Remember, they're meeting you for a reason. Something captured their attention. Unfortunately a certain period of time has elapsed between their initial feeling of interest and your face-to-face meeting. In the world of trust objections, a few days can be an eternity; indeed, time is your enemy, especially now. Since the day the appointment was set, any number of things may have occurred -- completely outside of your control -- which affect the tone of your meeting. For example, your prospect could have seen something on MSNBC that made them question your profession, or they could have torn open their monthly 401(k) statement the morning of your visit and been reminded that they only have half the money they used to. Customers today -- especially those members of the baby boomer generation -- are busier than ever. They may have forgotten why they were excited to meet with you in the first place. Help them to remind themselves through open-ended questioning:

Prospect: Who is this insurance company? I've never heard of them.

Salesperson: I'm glad you asked. This company ... (point out ratings and financial strength). Their products are well-suited for your goals. Remember, when we had the workshop, what issues did we raise that you wanted to talk about?

Prospect: I remember that thing about tax-deferred growth you mentioned -- you showed that graph.

Salesperson: Yes, and there was one more thing...

Prospect: Yeah. I didn't want to lose any more money.
Salesperson: Right. This company has good solutions for those objectives. What else would you like to know about them?

By probing and having this type of exchange, the customer is reminded of their contribution to the buying decision.

Rule No. 4 -- Point out the risk in not acting

Finally, some customers are simply afraid of any decision that smacks of risk. The fear of further risk has them paralyzed, and they have associated the buying decision with danger. Certainly, in many of your prospects' cases, there is a great deal of risk in staying put. Moreover, for your prospects that have significant assets in positions that have already dropped considerably, remind them that it may be time to stop the bleeding, at least for a portion of those assets. For those prospects afraid to "lock in their losses," they often don't realize that an all-encompassing transaction may not be necessary; the following strategy can be effective:

Prospect: Sounds good, but I don't want to make any big decisions right now.

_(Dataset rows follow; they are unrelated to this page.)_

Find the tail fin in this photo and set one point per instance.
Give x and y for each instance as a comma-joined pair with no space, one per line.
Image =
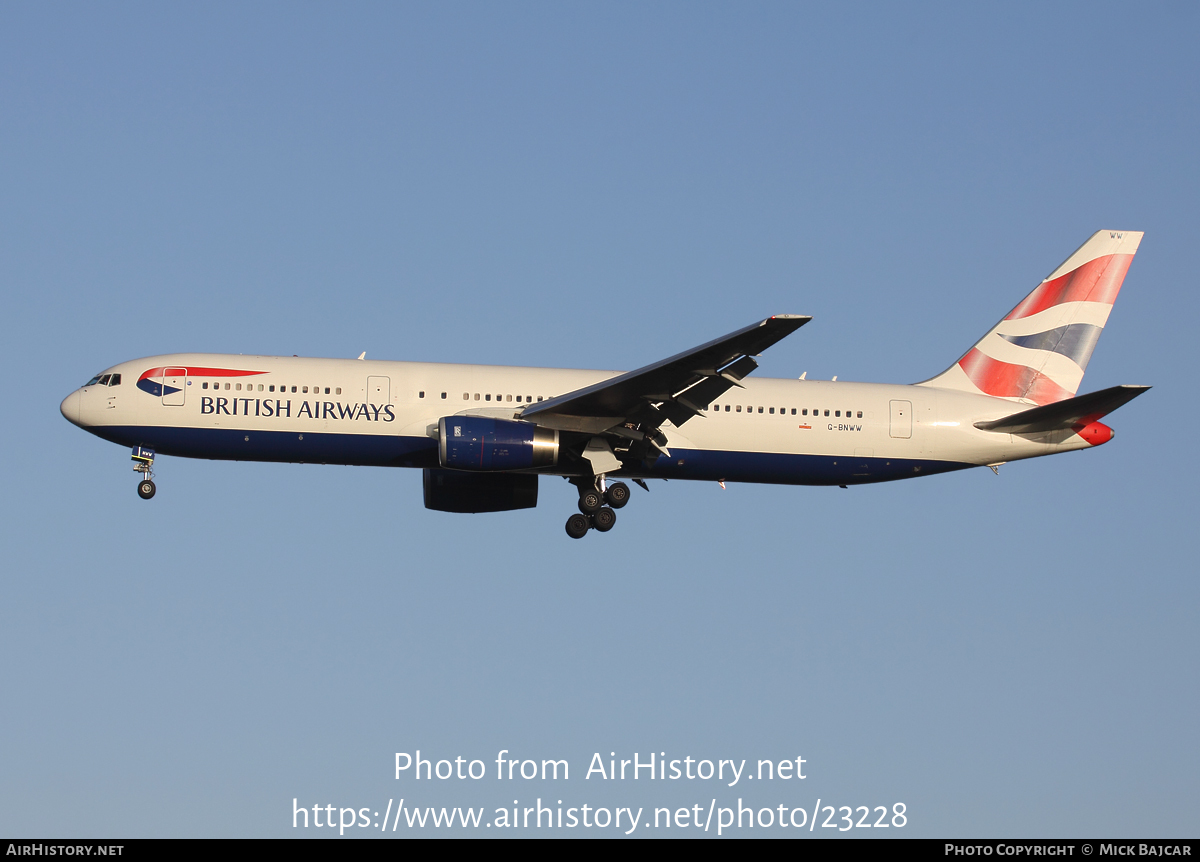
1039,351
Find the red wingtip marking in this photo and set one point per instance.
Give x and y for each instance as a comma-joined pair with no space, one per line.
1096,434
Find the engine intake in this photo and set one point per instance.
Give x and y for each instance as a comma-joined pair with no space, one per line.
484,444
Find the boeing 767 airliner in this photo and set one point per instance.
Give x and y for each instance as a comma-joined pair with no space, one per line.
484,434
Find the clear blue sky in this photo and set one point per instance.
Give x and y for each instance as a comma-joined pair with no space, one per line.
593,186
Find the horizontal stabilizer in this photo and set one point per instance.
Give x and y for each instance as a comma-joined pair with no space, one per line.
1072,413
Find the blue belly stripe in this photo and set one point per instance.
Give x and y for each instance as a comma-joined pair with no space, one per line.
384,450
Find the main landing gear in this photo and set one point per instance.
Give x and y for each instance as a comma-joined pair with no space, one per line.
143,462
594,514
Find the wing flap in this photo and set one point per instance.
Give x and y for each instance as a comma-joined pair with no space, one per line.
675,389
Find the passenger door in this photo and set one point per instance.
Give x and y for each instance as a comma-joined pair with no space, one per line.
174,387
379,390
901,419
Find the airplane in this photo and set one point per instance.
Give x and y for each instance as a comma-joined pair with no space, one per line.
484,434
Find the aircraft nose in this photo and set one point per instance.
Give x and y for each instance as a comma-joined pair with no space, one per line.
70,407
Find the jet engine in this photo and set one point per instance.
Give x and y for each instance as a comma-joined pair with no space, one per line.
451,490
484,444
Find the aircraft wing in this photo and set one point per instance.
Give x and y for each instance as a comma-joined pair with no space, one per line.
675,389
1066,414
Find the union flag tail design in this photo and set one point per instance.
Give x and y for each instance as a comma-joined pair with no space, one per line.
1038,353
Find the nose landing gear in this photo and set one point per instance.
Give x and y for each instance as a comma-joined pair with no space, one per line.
594,514
143,464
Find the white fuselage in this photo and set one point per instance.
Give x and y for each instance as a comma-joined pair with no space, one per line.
364,412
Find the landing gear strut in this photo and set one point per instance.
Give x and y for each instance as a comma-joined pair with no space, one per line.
594,514
143,464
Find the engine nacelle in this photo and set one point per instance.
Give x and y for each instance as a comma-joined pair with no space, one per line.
451,490
484,444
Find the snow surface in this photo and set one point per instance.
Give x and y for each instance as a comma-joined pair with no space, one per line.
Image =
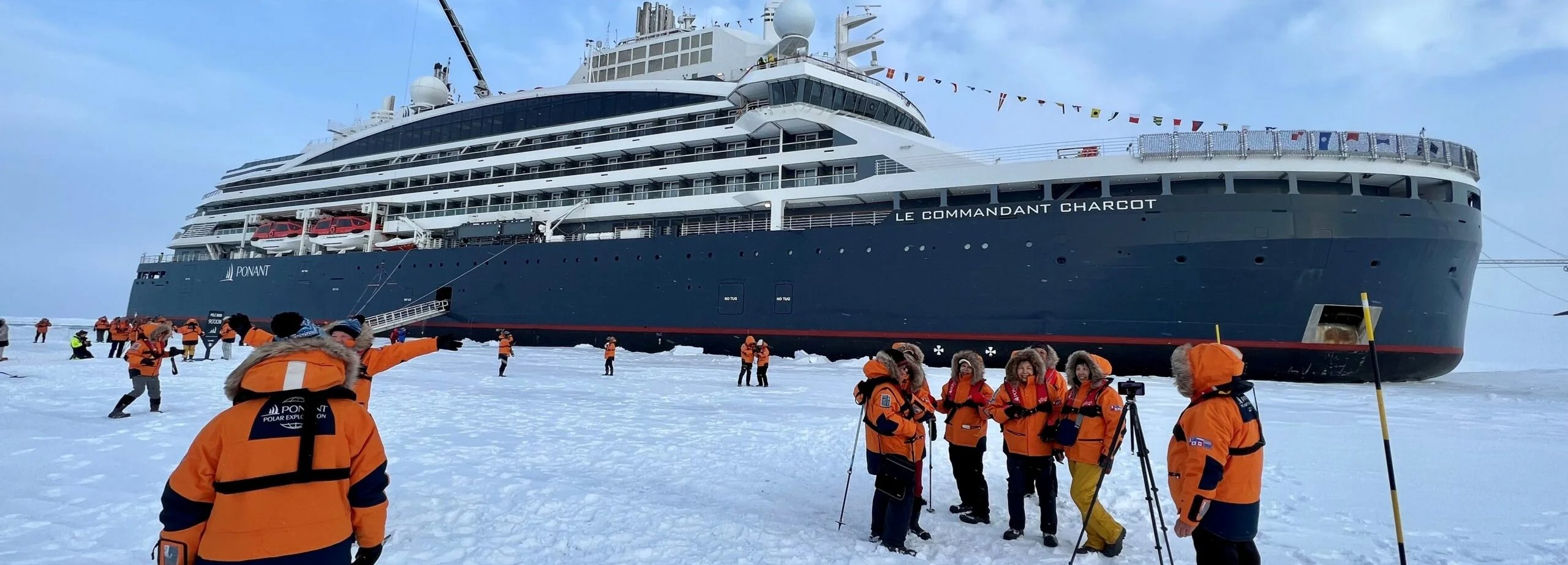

Salesperson: I completely understand. When you say "big decision," what does that represent to you?

Prospect: Well, you know, moving all of these accounts.

Salesperson: Sure. Given your goals, it may be a better idea to see how just a couple of these positions can be enhanced by implementing the strategy we discussed. We don't want to be too risky, but there's plenty of risk in not acting. Wouldn't you agree?

As you may have noticed, the consistent theme in handling trust objections -- and for that matter, all objections -- is skillful questioning. As this objection-handling series progresses, these questioning techniques will be featured even more. Give some of these strategies a try, and happy selling!